In the following text, one first and one second generation FOSS quality model are presented, discussed, and compared with the other. This is done in order to give the reader a brief introduction into such methods; their structure, they work context, their strengths and weaknesses. The intension is not to give a detailed tutorial of any of the methods, but instead to indicate the principles. The text presented here is based on comparative studies and experiments performed in 2009/2010 (Glott et al., 2010; Groven et al., 2010; Haaland et al., 2010).


Software Quality Models

"After briefly introducing traditional software quality models we give a short overview of first and second generation FOSS quality models. The latter will be presented in-depth in the following sections.

...

First Generation FOSS Quality Models

While the traditional software quality models have a history of around four decades, the first FOSS quality and maturity models emerged between 2003 and 2005. While traditional quality models originate in the context of traditional software industry and its proprietary business models, FOSS characteristics are not covered by such models. Among the first generation FOSS quality models are: (i) the Open Source Maturity Model, OSMMCapgemini, provided under a non-free license, (Duijnhouwer andWiddows, 2003); (ii) the Open Source Maturity Model, OSMM Navica, provided under the Academic Free License and briefly described by Golden (2004); (iii) the Qualification and Selection of Open Source software1, QSOS, provided by Atos Origin under the GNU Free Documentation License; and (iv) the Open Business Readiness Rating2, OpenBRR, provided by Carnegie Mellon West Center for Open Source Investigation, made available under the Creative Commons BY-NC-SA 2.5 License. All the above quality models are drawing on traditional models, which have been adapted and extended to be applicable to FOSS. All models are based on a manual work, supported by evaluation forms or templates. The most sophisticated tool support can be found for QSOS, where the evaluation is supported by either a stand-alone program or a Firefox plug-in, which also enables feeding results back to the QSOS website for others to download. But still, the data gathering and evaluation itself is a manual work process.

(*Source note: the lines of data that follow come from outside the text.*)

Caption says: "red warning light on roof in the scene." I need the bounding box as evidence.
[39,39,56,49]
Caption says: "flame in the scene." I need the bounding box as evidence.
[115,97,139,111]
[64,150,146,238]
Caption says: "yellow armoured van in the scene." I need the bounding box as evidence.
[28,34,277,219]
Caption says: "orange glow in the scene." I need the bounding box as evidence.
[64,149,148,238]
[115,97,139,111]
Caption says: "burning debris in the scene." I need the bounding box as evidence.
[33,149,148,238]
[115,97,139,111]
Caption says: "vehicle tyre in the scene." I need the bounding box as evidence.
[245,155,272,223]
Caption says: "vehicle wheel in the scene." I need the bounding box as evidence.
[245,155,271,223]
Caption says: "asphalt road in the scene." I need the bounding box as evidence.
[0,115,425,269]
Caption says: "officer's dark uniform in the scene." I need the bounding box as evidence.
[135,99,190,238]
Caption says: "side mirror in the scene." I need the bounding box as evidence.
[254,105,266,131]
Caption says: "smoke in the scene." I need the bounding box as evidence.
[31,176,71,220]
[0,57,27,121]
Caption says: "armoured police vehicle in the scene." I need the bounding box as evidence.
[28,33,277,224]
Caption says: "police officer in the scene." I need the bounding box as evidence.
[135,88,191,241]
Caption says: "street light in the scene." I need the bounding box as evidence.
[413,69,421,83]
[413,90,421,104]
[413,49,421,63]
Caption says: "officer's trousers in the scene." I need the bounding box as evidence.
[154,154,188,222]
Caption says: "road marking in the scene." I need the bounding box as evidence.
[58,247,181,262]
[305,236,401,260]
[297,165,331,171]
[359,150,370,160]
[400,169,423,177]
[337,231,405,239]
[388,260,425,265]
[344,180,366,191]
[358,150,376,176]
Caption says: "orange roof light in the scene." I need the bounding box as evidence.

As of 2010, none of these FOSS quality models have seen a wide adoption and they can really not be considered a success, despite that the QSOS project shows a slow growth in popularity (Wilson, 2006b). The OSMM Capgemini model has a weak public presence for the open source community (osm, 2007); for the OSMM Navica model the web resource are no longer available, while OpenBRR for a long time has had a web site announcing that a new and better version is under way.

The reasons for this lack of success are probably a combination of the following (Groven et al., 2010): (i) The approaches have shortcomings; (ii) the knowledge about the approaches are not properly disseminated; (iii) the success stories are not properly disseminated; and (iv) the business expectations of the originators of these models were possibly unrealistic. But despite of shortcomings and lack of community support, it is our belief that these quality models could play a role when evaluating candidate FOSS. These views are supported in literature, e.g., byWilson (2006a). There are some success stories, such as the Open University’s use of OpenBRR to select a Virtual Learning Environment (Sclater, 2006). The fact that several enterprises3 use OpenBRR, underlines its (potential) role. Further, the simplicity of a first generation FOSS quality and maturity model is intuitively appealing and may have some advantages compared to second generation models.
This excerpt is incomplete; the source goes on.